Worker safety is of the utmost importance, and accordingly, there are established standards for apparel and personal protective equipment (PPE). The ANSI Standard requirements include color, retroreflection, and minimum areas, as well as the recommended configurations of the materials and design. The standard or approved amount of background and retroreflective material has evolved over time and is split into 3 Classes. Each class is required to illustrate a defined amount of visibility. Class 1 vests and Class 2 vests and garments must now have retroreflective material in the highly visible shoulder area. The objective of this change is to provide greater visibility when a worker is bending over, or at angles that could be potentially missed on a garment without "vertical" reflective material over the shoulders. Class 3 standards require the user to wear an upper and lower garment. European Standard EN 471:2003 defines a specific amount and placement of reflective “banding” and the associated Class standard as pertaining to the combination of apparel worn.
As with several other PPE standards that ISEA develops, ANSI/ISEA 107-2004 is being publicized and distributed to federal, state, and local governments. OSHA encourages the development of voluntary industry consensus standards and is an advocate for their use. Currently, only two states, Minnesota and Washington, have adopted the standard into law.
Hand Protection. Interestingly, your hands are not required to be covered in retroreflectivity or be highly visible. Hand and finger injuries lead the oil and gas industry’s recordable injury incidence rates every year. Data from IADC’s 2009 Incident Statistics Program (ISP) indicate that 34% of recordable incidents and 20% of lost-time incidents fall into this category. For the oil and gas industry, 38% of insurance claims are hand injuries and the impact of each hand injury is more than $4,000 in administrative costs alone.
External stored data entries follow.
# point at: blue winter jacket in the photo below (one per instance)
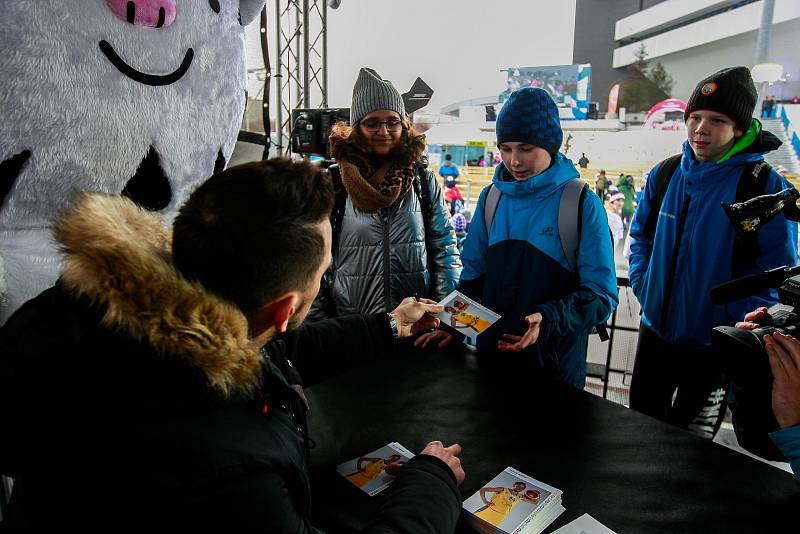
(692, 220)
(521, 269)
(788, 441)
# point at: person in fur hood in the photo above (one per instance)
(139, 391)
(392, 231)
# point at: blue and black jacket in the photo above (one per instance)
(692, 249)
(521, 268)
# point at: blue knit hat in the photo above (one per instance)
(530, 116)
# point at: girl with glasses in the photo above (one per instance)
(392, 235)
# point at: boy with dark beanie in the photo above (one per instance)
(518, 266)
(682, 245)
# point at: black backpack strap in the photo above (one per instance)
(752, 183)
(569, 226)
(664, 174)
(490, 206)
(421, 184)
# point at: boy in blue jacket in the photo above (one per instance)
(692, 250)
(518, 267)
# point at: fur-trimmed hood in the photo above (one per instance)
(119, 255)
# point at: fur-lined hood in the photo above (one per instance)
(119, 255)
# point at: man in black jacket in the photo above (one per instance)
(160, 379)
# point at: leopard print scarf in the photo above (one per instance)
(371, 187)
(373, 183)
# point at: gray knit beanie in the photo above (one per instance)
(372, 93)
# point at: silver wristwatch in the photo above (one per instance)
(393, 325)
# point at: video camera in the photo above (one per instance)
(784, 319)
(311, 128)
(748, 218)
(741, 353)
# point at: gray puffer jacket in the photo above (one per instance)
(380, 258)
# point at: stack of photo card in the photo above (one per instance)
(373, 472)
(513, 503)
(585, 524)
(462, 315)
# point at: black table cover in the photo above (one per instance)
(631, 472)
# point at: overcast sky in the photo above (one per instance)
(457, 46)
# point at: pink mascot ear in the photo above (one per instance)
(151, 13)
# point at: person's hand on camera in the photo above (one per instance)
(448, 455)
(438, 338)
(512, 343)
(753, 319)
(784, 359)
(413, 315)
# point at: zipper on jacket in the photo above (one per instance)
(674, 263)
(387, 290)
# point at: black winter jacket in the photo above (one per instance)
(380, 258)
(123, 410)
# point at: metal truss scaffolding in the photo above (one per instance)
(301, 63)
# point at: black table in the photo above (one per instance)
(631, 472)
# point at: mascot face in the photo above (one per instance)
(141, 98)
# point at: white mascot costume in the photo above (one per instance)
(142, 98)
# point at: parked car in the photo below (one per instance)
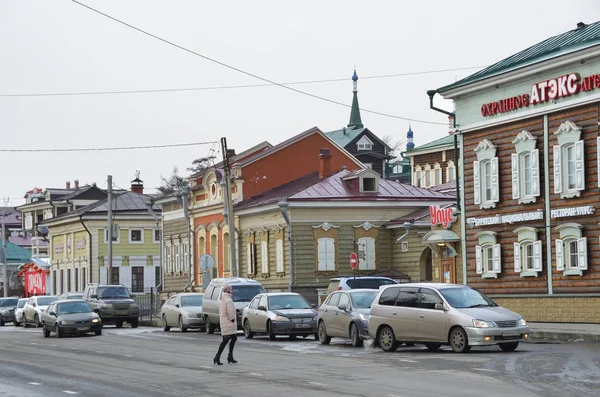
(443, 314)
(70, 317)
(345, 314)
(71, 295)
(113, 303)
(279, 313)
(366, 282)
(19, 311)
(243, 291)
(7, 310)
(34, 308)
(184, 311)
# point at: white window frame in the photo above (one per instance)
(326, 254)
(486, 154)
(367, 250)
(569, 136)
(141, 230)
(264, 257)
(279, 255)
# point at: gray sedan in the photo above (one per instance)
(184, 311)
(279, 313)
(345, 314)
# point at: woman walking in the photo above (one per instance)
(228, 325)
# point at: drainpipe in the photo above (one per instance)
(283, 207)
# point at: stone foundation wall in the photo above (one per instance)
(555, 309)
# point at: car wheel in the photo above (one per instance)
(459, 341)
(509, 347)
(355, 336)
(166, 327)
(322, 333)
(182, 327)
(433, 346)
(387, 339)
(270, 331)
(247, 332)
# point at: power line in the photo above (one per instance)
(248, 73)
(110, 148)
(225, 87)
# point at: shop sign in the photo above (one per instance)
(543, 91)
(507, 218)
(442, 216)
(573, 211)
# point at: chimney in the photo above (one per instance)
(137, 185)
(324, 163)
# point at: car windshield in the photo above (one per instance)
(363, 300)
(9, 302)
(113, 293)
(45, 301)
(191, 300)
(245, 293)
(281, 302)
(466, 297)
(73, 307)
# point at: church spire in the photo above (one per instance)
(355, 121)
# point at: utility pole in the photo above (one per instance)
(228, 205)
(110, 232)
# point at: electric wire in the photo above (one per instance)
(248, 73)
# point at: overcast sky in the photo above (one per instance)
(59, 46)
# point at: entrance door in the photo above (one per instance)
(448, 267)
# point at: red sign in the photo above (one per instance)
(544, 91)
(442, 216)
(353, 260)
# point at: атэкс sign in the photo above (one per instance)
(544, 91)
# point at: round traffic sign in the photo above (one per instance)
(353, 260)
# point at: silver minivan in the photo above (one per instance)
(439, 314)
(243, 290)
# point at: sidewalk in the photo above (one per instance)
(565, 332)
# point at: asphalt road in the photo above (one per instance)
(149, 362)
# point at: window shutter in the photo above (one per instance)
(279, 255)
(476, 183)
(535, 172)
(495, 177)
(478, 264)
(264, 257)
(557, 170)
(582, 253)
(496, 258)
(560, 258)
(514, 160)
(579, 168)
(537, 256)
(517, 255)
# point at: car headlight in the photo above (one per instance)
(483, 324)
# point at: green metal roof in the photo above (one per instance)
(562, 44)
(344, 136)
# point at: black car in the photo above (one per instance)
(70, 317)
(7, 310)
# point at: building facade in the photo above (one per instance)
(530, 151)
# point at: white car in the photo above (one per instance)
(19, 311)
(33, 309)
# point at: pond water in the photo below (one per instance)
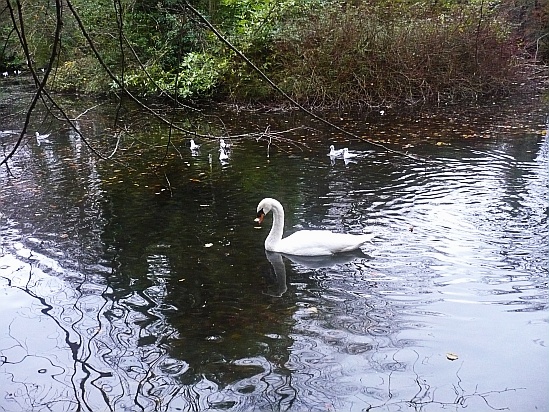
(140, 282)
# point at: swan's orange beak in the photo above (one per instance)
(260, 217)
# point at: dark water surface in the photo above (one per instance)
(148, 288)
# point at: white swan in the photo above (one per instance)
(347, 154)
(42, 138)
(334, 152)
(224, 145)
(194, 146)
(305, 242)
(222, 155)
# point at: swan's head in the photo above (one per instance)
(264, 207)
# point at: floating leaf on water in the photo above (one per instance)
(451, 356)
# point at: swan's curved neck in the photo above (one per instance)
(275, 235)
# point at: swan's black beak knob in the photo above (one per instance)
(260, 216)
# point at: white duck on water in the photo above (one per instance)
(42, 138)
(334, 152)
(305, 242)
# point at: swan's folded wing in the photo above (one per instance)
(320, 243)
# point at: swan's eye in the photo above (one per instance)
(260, 216)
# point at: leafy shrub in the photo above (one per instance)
(371, 54)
It’s possible that if the hand were indeed more visible to those not connected to them, the injury rate would certainly be lower.
As the issuing standards and testing organizations have all confirmed that a contrasting, high-visible base material combined with a retroreflective panel or strip placed in an area of movement and activity is critical for user safety in low-light work environments, what better place to bring attention to than your always-working and always-moving hands?
So turn the clock back to 1989. Throw on your Day Glow Yellow tank top, a pair of Neon Orange SideOut Volleyball shorts, your retroreflective Safety Orange Mechanix gloves, and be the safest dude at the gym. Oh yea man, we see you, and your hands.